Outro fator que influenciou a queda do câmbio no mercado local foi o fluxo positivo de recursos de investidor estrangeiro, além da melhora das bolsas de Nova York e da alta do petróleo.
O mercado também ficou atento às notícias em torno da intervenção da União na segurança pública do estado do Rio de Janeiro. O presidente Michel Temer assinou o decreto que autorizou que as forças armadas assumam a frente do comando das Polícias Civil e Militar no estado, a princípio até dezembro. Porém, durante o período de intervenção no estado fluminense, a Constituição Federal não pode sofrer alterações, ou seja, nenhuma Proposta de Emenda Constitucional (PEC) pode ser aprovada, como a reforma da Previdência. 
"Pode até não ter votação da Previdência. O mercado já não estava muito confiante que isso aconteceria, desde o ano passado", disse o diretor de operações da Mirae, Pablo Spyer.  
O Ibovespa encerrou em alta de 0,28%, aos 84.524 pontos.
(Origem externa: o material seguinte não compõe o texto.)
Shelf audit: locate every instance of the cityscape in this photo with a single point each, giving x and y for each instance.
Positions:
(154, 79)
O volume negociado foi de R$ 10,928 bilhões.

Fonte: Safras & Mercado

Previsão do tempo

Sul

Nesta segunda-feira, novas instabilidades avançam sobre o Sul do país, o que culmina em chuvas espalhadas por quase toda esta região, com exceção da faixa litorânea centro-sul gaúcha.
São esperadas chuvas intensas e persistentes sobre o oeste do Paraná e o norte e noroeste do Rio Grande do Sul, devido, especialmente, ao desenvolvimento de uma área de baixa pressão atmosférica, entre a Argentina e Paraguai, e por influência do transporte de umidade da Amazônia para o estado.
A chuva já acontece no período da manhã do oeste ao centro dos estados gaúcho e paranaense e pode ser acompanhada por trovoadas e eventual granizo, principalmente à tarde, pelas regiões gaúcha. Os ventos que sopram do mar de maneira constante contra a costa, também aumentam a oferta de umidade no litoral dos três estados.

Sudeste

A chuva ocorre em quase todo o Sudeste nesta segunda, com exceção da porção norte do Espírito Santo e algumas cidades do norte de Minas Gerais. As pancadas de chuva mais volumosas caem sobre o oeste mineiro e litoral do Rio de Janeiro. No estado de São Paulo o sol aparece, porém as chuvas acontecem preferencialmente no período da tarde.

Centro-Oeste

A chuva se espalha pelo Centro-Oeste, com potencial para trovoadas a qualquer momento do dia. As pancadas com maiores volumes acumulados devem ocorrer entre o Mato Grosso do Sul e porção a leste de Goiás, mas apenas em pontos mais isolados.

Nordeste

O tempo firme continua no interior e sul da Bahia ao longo desta segunda-feira. Já nas demais áreas da região, o sol aparece, mas as nuvens se formam e provocam pancadas de chuva que podem precipitar a qualquer momento. Entre o Rio Grande do Norte e o Maranhão, a chuva pode ser mais volumosa. A sensação de calor continua, mesmo nos locais onde o tempo é instável.

Norte

O tempo permanece firme somente no estado de Roraima. Nas demais áreas da região, o calor e a umidade alta ajudam a formar nuvens carregadas que provocam chuva a qualquer hora do dia. As pancadas acontecem de maneira isolada, e intercaladas com abertura de sol. Além disso, os maiores acumulados de chuvas são esperados no Pará.